Kesesatan dalam Pendidikan
Pertama, dunia persekolahan mengidap kesesatan determinisme sekolah (the fallacy of school determinism). Keyakinan berlebih kita terhadap persekolahan sebagai solusi tunggal masalah belajar, atau bahkan masalah manusia, membuat kita mengidap sindrom sekolah sebagai panacea. Kepercayaan kepada sekolah sebagai panacea ini pula yang membuat sebagian warga masyarakat kita tampak sangat tersekolah (schooled), tetapi tidak terdidik (educated). Banyak lulusan sekolah kita yang secara tradisional melek-huruf (traditionally literate), tetapi secara kultural buta-huruf (culturally illiterate). Persekolahan telah menjadi penyebar sistem keyakinan baru, yang bahkan jauh lebih berpengaruh dibanding agama. Sekolah menjadi tolok-ukur struktur kelas sosial baru. Karena itu, kita pun memiliki kasta-kasta baru, mulai dari kelas tak pernah sekolah, hingga kelas doktor. Akhirnya, kinerja sekolah benar-benar tak sebanding dengan harapan tinggi yang dibebankan kepadanya.
Kedua, dunia persekolahan juga mengidap kesesatan instrumentalisme pendidikan (the fallacy of educational instrumentalism). Kecenderungan kita dalam mengutamakan kemanfaatan praktis persekolahan telah menempatkan pendidikan sebagai sekedar piranti bagi tujuan-tujuan lain. Pendidikan, kalau tak dihayati sebagai karcis menuju sorga, paling tidak telah dinilai sebagai tangga mobilitas vertikal. Belajar tak lagi berarti dan mulia dalam dirinya sendiri, tetapi ditakar berdasar kemanfaatannya guna mencapai tujuan-tujuan lain. Acapkali tujuan itu justru bermuara pada segala bentuk kenyamanan dan kenikmatan ragawi. Karena sekolah sekedar jadi piranti, maka bila ada piranti pintas lebih untuk mencapai tujuan dimaksud, maka sebenarnya tak perlu lagi kita bersekolah.
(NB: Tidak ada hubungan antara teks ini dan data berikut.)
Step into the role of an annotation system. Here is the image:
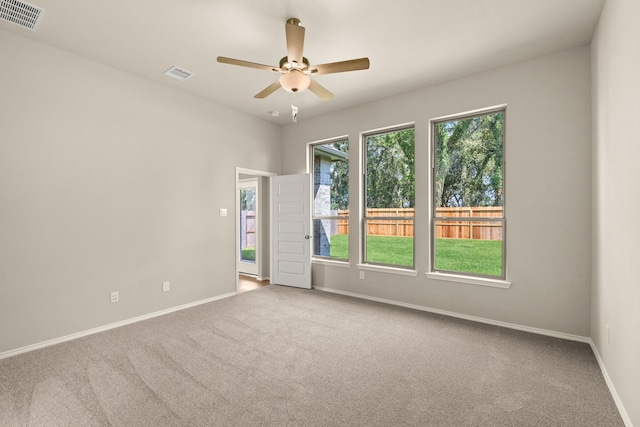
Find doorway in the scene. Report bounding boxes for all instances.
[235,167,276,293]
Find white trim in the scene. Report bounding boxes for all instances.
[427,272,511,289]
[311,258,351,268]
[357,264,418,277]
[315,286,591,344]
[0,292,236,360]
[234,166,277,292]
[589,338,633,427]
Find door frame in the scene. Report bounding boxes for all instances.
[234,166,277,293]
[236,176,263,279]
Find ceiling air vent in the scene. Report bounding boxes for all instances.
[164,66,193,80]
[0,0,44,31]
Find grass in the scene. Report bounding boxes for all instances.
[331,234,502,276]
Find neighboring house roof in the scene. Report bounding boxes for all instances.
[313,145,349,161]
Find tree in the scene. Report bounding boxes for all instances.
[366,128,415,208]
[435,112,504,207]
[331,140,349,210]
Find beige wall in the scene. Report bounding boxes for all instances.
[591,0,640,426]
[0,31,280,353]
[282,46,591,337]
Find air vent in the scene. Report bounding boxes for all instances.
[0,0,44,31]
[164,67,193,80]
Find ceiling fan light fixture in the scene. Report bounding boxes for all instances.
[280,70,311,93]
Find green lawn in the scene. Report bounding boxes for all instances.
[331,234,502,276]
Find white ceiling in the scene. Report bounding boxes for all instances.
[0,0,604,124]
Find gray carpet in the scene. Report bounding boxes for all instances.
[0,286,623,427]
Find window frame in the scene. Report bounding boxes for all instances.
[358,122,416,275]
[307,139,351,264]
[427,104,511,287]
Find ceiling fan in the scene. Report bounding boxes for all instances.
[218,18,369,101]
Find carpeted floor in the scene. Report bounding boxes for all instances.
[0,285,623,427]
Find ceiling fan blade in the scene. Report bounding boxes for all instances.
[309,79,333,101]
[218,56,280,72]
[254,80,282,99]
[285,18,304,64]
[311,58,369,74]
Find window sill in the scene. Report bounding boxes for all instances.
[427,272,511,289]
[358,264,418,277]
[311,258,351,268]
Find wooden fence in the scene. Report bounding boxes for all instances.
[338,206,502,240]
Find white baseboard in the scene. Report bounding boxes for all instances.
[314,286,591,344]
[0,292,236,360]
[589,338,633,427]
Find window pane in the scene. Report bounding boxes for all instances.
[313,219,349,259]
[365,128,415,216]
[312,140,349,259]
[434,112,504,208]
[435,221,503,277]
[364,128,415,267]
[365,218,414,267]
[432,111,505,277]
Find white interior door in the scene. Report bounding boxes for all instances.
[271,174,311,289]
[238,178,260,276]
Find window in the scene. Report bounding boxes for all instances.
[311,139,349,260]
[363,127,415,268]
[431,109,506,279]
Sadar atau tidak, kesesatan jenis ini telah ikut bertanggung-jawab bagi lahirnya sejumlah besar pengamal Machiavellianisme. Tujuan membenarkan cara (the end justifies the means).
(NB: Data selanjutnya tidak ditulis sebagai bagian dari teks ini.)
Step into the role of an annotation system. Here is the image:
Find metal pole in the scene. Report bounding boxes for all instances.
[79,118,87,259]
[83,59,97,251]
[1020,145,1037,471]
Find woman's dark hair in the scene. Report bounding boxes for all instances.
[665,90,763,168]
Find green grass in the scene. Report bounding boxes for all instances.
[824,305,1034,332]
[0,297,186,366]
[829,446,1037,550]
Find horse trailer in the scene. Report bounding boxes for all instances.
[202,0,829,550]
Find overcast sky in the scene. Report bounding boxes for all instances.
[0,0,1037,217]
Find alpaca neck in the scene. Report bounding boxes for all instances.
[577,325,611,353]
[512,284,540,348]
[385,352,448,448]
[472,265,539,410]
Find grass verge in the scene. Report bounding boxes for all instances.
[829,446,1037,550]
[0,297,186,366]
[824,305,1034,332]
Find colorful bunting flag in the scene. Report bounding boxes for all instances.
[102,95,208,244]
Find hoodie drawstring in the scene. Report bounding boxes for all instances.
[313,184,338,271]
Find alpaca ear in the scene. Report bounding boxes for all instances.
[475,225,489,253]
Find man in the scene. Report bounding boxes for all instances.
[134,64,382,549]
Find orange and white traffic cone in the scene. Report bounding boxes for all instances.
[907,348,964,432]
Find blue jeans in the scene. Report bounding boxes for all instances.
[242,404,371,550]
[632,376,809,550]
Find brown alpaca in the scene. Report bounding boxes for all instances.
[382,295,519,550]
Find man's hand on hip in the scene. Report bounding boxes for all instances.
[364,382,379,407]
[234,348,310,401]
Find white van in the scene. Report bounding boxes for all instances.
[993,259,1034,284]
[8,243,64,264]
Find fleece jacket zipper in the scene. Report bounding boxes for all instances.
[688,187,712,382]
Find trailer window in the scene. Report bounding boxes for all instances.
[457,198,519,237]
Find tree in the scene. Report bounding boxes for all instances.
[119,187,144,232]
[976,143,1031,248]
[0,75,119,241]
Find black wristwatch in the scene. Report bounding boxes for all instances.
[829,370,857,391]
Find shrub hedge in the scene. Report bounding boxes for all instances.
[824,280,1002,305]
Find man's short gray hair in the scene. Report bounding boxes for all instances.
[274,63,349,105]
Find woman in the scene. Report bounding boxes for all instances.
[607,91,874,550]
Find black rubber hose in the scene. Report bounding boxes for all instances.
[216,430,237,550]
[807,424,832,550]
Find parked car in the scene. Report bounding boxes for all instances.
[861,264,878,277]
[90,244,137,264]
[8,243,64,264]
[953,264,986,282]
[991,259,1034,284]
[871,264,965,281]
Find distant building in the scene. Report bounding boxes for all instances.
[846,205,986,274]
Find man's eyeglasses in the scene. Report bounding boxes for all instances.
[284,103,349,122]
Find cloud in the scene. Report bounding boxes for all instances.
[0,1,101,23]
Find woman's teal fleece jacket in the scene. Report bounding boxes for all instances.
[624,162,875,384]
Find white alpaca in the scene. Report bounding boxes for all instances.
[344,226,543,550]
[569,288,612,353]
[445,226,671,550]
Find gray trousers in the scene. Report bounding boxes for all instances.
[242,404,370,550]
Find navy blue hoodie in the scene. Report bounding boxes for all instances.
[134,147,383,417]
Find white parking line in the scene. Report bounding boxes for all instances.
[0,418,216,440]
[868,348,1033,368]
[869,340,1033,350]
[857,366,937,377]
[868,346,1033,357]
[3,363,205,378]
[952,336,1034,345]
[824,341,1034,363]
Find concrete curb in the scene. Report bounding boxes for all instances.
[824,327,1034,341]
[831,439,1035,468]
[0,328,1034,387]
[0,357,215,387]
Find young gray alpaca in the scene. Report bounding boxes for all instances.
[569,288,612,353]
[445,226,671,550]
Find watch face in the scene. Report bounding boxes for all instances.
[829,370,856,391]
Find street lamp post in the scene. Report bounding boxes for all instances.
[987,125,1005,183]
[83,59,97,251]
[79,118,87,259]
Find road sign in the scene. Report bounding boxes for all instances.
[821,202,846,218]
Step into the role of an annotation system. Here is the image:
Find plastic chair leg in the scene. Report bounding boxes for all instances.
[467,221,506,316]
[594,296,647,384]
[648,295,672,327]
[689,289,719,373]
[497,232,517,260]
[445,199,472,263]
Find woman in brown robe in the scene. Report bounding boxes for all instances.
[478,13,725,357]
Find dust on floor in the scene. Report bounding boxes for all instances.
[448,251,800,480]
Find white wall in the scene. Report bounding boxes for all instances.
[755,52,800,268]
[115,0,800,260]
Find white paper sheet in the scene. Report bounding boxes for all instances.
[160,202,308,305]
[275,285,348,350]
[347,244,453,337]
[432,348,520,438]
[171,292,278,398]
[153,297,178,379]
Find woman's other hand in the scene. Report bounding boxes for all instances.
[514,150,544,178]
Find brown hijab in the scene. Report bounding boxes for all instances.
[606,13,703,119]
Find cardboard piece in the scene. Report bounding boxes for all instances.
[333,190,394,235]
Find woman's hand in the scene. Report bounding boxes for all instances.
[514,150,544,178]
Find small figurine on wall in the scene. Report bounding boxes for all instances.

Ketiga, kesesatan testokrasi dan gila angka (the Fallacy of testocracy and quantofrenia). Filsafat evaluasi mengajarkan, penilaian berfungsi tak hanya untuk membuktikan (to prove) telah terjadi pembelajaran, tetapi juga memperbaiki (to improve) pembelajaran. Sayang sekali, hajat mendasar ini terhalang oleh kesesatan kita yang lebih melihat penilaian sebagai pembenaran bagi kinerja para partisipannya. Membuktikan bahwa guru telah mengajar, dan murid telah belajar. Semua terlibat dalam proses penipuan diri sendiri (self-deception). Menyusun soal sendiri, mengawasi ujian sendiri, dan kemudian menyatakan sendiri keberhasilannya. Walhasil, kita makin terbius oleh aneka bentuk ujian, dan terpedaya oleh pesona angka hasil ujian. Ada gejala gila tes (testomania) sekaligus gila angka (quantofrenia). Dunia dan gerak pendidikan telah diperintah oleh rejim test (testocracy). Tak heran bila kini banyak lembaga bimbingan belajar yang menangguk keuntungan luar biasa dari membantu anak-anak agar lulus segala macam ujian itu.
Keempat, kesesatan gila gelar dan ijazahisme (the fallacy of credentialism and degree-mania). Suatu saat pernah sebuah harian nasional menurunkan berita tentang sindikat pemalsu ijazah yang berhasil dibongkar. Bahkan ada onsumen sindikat yang berhasil menjadi pegawai negeri, termasuk seorang staf ahli walikota. Kini, ada banyak pula calon legislatif yang “tersandung” kasus ijazah palsu. Lebih mengenaskan, sindikat tersebut diotaki oleh seorang dosen Kopertis. Sementara itu, sejumlah tokoh nasional dan lokal, tiba-tiba saja memiliki ijazah dan berhak menyandang gelar MBA, DBA dan Ph.D. Ada pula seorang birokrat bukan dosen yang dengan naifnya menyandang gelar Profesor. Mudah dikesan, masyarakat kita telah memperlakukan status modern (achieved status) secara tradisional (ascribed status). Jadi, selain mengidap gila sertifikat, kita pun menderita degree-mania. Lagi-lagi, terlihat jelas betapa proses menipu diri sendiri ini telah berlangsung secara massif.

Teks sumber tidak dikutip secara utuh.